Although not sounding obviously similar, influences lurk in fibre and foundation on a subconscious, behind-the-scenes level. Bernards Herrmann and Parmegiani, Popul Vuh, Ian Curtis and Dungen all haunt the longplayer in spirit.

More pronounced than the influence of other musicians though, are two philosophical tomes: Eugene Thacker’s exploration into pessimism, existence and extinction ‘Infinite Resignation’ and Ernest Becker’s ‘Denial Of Death’, which discusses “the potency and feeling of immortality that symbols / art / music give us, and the mortal reality of our bodies in entropy”, explains Clark.

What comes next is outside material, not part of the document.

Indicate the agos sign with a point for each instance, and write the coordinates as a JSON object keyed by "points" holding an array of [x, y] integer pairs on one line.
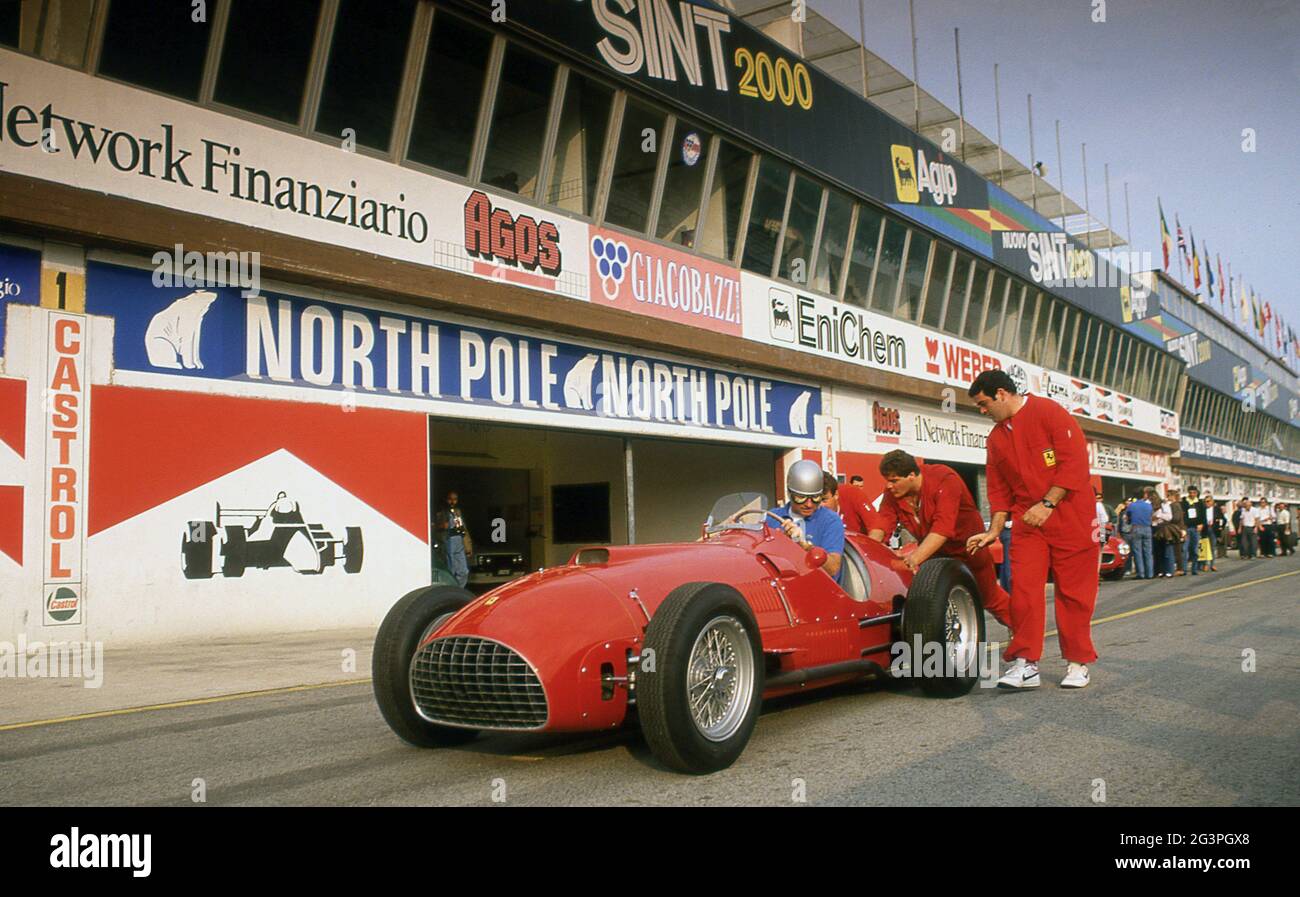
{"points": [[498, 235]]}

“What is ‘Playground In A Lake’? Broadly a story about real climate change, but told in mythological terms. It’s about the last human on earth, the betrayal of an innocent child and becoming a grown-up; growing a shell over our lost young selves. It’s the playground we bury and a drowned planet; an extinction myth” states Clark, adding:

“It can be many things: the nuclear fallout covered by a toxic flood, a buried utopia, or buried memories. Buried creative tools and writers block – you have to dive deep to get to the good stuff. The lake is still and serene – so beautiful you want to swim across it and yes, it’s calm on one level, but sinister on another. There’s a seductive numbness to it. A deathly placid chilI.” 

With climate crisis looming large, PIAL carries the weight of the world, but rather than hopeless lamentation, it turns the impending doom into captivating sounds. Dark engrossing scenes are heavy with dread, rich in malevolent atmosphere and as gripping as horror fables. However, at points it also radiates a strangely warm, afflicted type of tranquillity: “It’s about sublimating disturbing scenarios through aesthetics. It’s music through various stages of controlled degeneration. I was aiming for decay made beautiful, so you can experience the abject without having to actually experience it”, pledges Clark.